Mısır anayasasını hazırlayan el-Bişri kimdir?

Aşağıda Mısır geçici anayasasını hazırlayacak olan komisyonun başkanı Tarık el Bişri’nin hayat hikayesini okuyacaksınız. Laik düşünceden İslam’a nasıl yöneldiğini açıklayan el Bişri, “1967 yenilgisi, fikirlerimi tekrar gözden geçirmeme sebep oldu?” dedi.

15 Yıl Önce Güncellendi

2011-03-05 15:47:38

Mısır anayasasını hazırlayan el-Bişri kimdir?

Rumeysa Göçgen / TİMETURK

Mısır’da halkı devrimi sonrası büyük değişim yaşanıyor. Mısır ordusu, geçici anayasanın hazırlanmasını için oluşturulan konseyin başına emekli yargıç Tarık el Bişri’yi getirdi. Tarihçi müsteşar Tarık el-Bişri Mısır’ın önde gelen halk sembollerinden ve ahlâki değerlerine bağlılığıyla, kendini işine adamış haliyle Mısır’ın simgesi, ait olduğu makama en layık kişi.

Temmuz devriminin öncesinde ve sonrasında ulusal harekete adanmış kaynakça niteliğindeki yazılarıyla dikkat çeken el-Bişri, mesleki hayatına hâkim olarak başlar ardından devlet konseyi başkan yardımcısı olur aynı zamanda da anayasa komisyonu başkanı olarak meleğini icra eder. Onun hayatını diğer hayatlardan ayıran özellik laik anlayıştan İslam’a yolculuğudur ve bir gün İslami düşünceye katılan bir değer olmasıdır. Düşünsel ve siyasal  yazıları yüksek sanatsal değerinden ötürü Arap-İslam kitaplığını etkisi altına aldı.

İşte bu röportajla halk devrimi sonrası Mısır siyasetinde önemli rol alması beklenen Tarık el-Bişri’yi timeturk.com ziyaretçilerine tanıtmak istiyoruz;

Sayın Müsteşar el-Bişri  bize çocukluk yıllarınızı anlatır mısınız?

1 Şubat 1933 yılında doğumumdan 16 sene önce vefat etmiş dedem Şeyh Selim el-Bişri’nin Hilmiyyetu’z Zeytun’daki evinde dünyaya geldim. Şeyh Selim el-Bişri ardında 2 evden başka bir şey bırakmış. Bunlardan biri Bigale köyünde Seyyide Zeynep mahallesindeki içinde çocuklarının bir kısmının da yaşadığı bir evdi.

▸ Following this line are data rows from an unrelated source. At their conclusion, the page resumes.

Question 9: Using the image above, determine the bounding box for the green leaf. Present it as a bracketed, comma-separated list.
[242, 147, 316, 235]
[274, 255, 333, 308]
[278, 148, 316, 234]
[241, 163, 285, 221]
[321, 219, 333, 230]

Diğeri ise ömrünün son günlerini geçirdiği Hilmiyyetu’z Zeytun’daki yeni evi, bu ev 3 kat 6 daireden oluşuyordu. Amcalarımın ve halalarımın burada daireleri vardı. Ezher şeyhi dedem Selim el-Bişri’nin dokuzu erkek ikisi kız olmak üzere tam onbir çocuğu vardı. Dedem gençken çocuklarından biri vefat etmiş, en büyük çocuğu amcam Taha el-Bişri en küçük çocuğu ise babam Abdulfettah el-Bişri’ydi. Babam 1951 yılında Mısır mahkemesinde temyiz mahkemesi reisi olarak çalıştı. 52 yaşındayken vefat etti. Ben 4 çocuklu bir ailenin en küçük çocuğuyum. Bir kız kardeşim üç de erkek kardeşim var. Babam ve orduda ardından da Hudeyvi’nin idari ofisinde görev alan amcam dışında tüm amcalarım fes takardı. Babam 1917 de (babasının vefat senesi) mezun olur. Avukat olarak çalışmak ister ancak babası ardında miras niteliğinde bir mal bırakmaz, babamda maaş olmadan geçimini sağlayamadığı için yargı ve başsavcılıkta çalışır.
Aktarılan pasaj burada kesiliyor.